Forschungsbericht 2022 - Max-Planck-Institut für Stoffwechselforschung
Die Rolle von Stoffwechselmediatoren in der Steuerung von Motivation
Die Fähigkeit, unter selektivem Druck zu überleben, hängt von der Fähigkeit unseres Gehirns ab, Sinnesreize, also sensorische Informationen, zu unserem Vorteil zu nutzen, um unsere physiologischen Bedürfnisse zu steuern. Zu diesem Zweck empfangen und verarbeiten neuronale Schaltkreise äußere Umweltreize und innere Stoffwechselsignale, um Verhalten zu motivieren.
Das sogenannte dopaminerge (DA) Mittelhirn spielt eine entscheidende Rolle bei motiviertem Verhalten und reagiert besonders empfindlich auf sogenannte peptiderge Botenstoffe des peripheren Stoffwechsels, wie Insulin oder Glucagon-like Peptid 1 (GLP-1). In computergestützten Verhaltens- und fMRI-Studien konnten wir bereits zeigen, dass sensorisches Lernen – die Grundvoraussetzung für motiviertes Verhalten – beeinträchtigt ist, wenn die Regulation von Stoffwechselprozessen im zentralen Nervensystem gestört ist.
Zusammengenommen zeigen unsere Studien, dass eine mangelnde Integration äußerer Stoffwechselsignale in die DA-Funktion im Mittelhirn zu maladaptivem Verhalten beiträgt, wie es bei Adipositas zu beobachten ist, und dass über die Beeinträchtigung von Lernmechanismen physiologische Bedürfnisse unzureichend bewertet werden. Hier kann GLP-1 das Lernen sensorischer Assoziationen verstärken und das beeinträchtigte sensorisches Lernen bei adipösen Menschen normalisieren. Unsere Ergebnisse deuten soweit darauf hin, dass die Aktivierung des GLP-1-Rezeptors die lernbezogene Hirnaktivität bei insulinresistenten Menschen erhöht (Abb. 1).
Um die Rolle von Stoffwechsel-Faktoren bei der Regulation menschlichen Verhaltens besser zu verstehen, erarbeiten wir zur Zeit Verfahren, um in Humanstudien dem Zusammenwirken von Mediatoren dopaminerger neuronaler Antworten auf den Grund zu gehen. Frühere Studien in Tiermodellen haben gezeigt, dass der Hypothalamus eine zentrale Rolle bei der Regulierung der Nahrungsaufnahme und des Energieverbrauchs spielt, indem er neuronale und hormonelle Signale miteinander verarbeitet. Hier steigern spezielle Neuronen, Agouti-verwandte Peptid-Neuronen (AgRP-Neuronen), die Motivation zur Nahrungsaufnahme, indem sie ein Hungersignal auslösen. Wie das jedoch im Einzelnen geschieht, ist noch weitgehend unerforscht.

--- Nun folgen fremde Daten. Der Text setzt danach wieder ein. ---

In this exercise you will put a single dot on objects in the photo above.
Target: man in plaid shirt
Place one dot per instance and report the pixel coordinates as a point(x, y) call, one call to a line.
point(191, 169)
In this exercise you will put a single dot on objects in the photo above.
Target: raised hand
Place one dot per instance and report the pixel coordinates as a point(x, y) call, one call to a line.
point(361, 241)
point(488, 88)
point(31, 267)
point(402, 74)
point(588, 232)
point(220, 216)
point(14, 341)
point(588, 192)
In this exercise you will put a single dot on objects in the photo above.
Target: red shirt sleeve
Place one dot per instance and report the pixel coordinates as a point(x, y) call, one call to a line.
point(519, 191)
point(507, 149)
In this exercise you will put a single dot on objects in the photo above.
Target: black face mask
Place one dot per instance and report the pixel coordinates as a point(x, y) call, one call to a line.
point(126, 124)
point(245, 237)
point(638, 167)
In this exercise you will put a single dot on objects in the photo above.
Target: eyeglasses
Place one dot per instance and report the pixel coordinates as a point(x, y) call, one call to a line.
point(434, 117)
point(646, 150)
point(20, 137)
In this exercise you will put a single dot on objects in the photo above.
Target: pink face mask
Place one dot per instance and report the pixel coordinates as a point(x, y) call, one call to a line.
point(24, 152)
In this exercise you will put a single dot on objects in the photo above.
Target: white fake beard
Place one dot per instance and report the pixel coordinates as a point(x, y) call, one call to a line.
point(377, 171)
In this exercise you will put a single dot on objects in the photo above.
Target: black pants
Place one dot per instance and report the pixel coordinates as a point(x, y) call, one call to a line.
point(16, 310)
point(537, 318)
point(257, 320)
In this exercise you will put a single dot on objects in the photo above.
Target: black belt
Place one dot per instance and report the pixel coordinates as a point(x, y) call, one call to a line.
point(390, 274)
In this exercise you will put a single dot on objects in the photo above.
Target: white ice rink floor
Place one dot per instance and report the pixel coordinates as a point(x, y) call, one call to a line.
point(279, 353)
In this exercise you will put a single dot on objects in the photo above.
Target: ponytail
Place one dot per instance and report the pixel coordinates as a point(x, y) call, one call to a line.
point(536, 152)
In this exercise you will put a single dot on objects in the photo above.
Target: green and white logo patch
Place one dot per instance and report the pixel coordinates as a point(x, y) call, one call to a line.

Ziel unserer derzeitigen Studien ist es, unsere methodische Pipeline weiterzuentwickeln, um so ein Werkzeug zu erlangen, welches uns erlaubt, diese Signale im menschlichen Gehirn zuverlässig aufzugreifen und im Zusammenhang mit den neuronalen Antworten anderer Hirnregionen zu analysieren. In einer Pilotstudie konnte bislang die neuronale Antwort des Hypothalamus (auch arcuate nucleus genannt, kurz ARC) nach Glukoseaufnahme im Vergleich zu Wasser mit einer Ganzhirn-fMRT bestätigt werden (Abb. 2).
Mit dieser Art von Analysen ist es nunmehr leicht möglich, auch die neuronale Antwort der Glukoseaufnahme in anderen, z.B. dopaminergen Hirnarealen, abzubilden.
Langfristig wollen wir mit dieser Art Studien besser verstehen, wie Faktoren des Stoffwechsels unser Verhalten beeinflussen und über welche Hirnnetzwerke diese Verhaltensanpassungen gesteuert werden.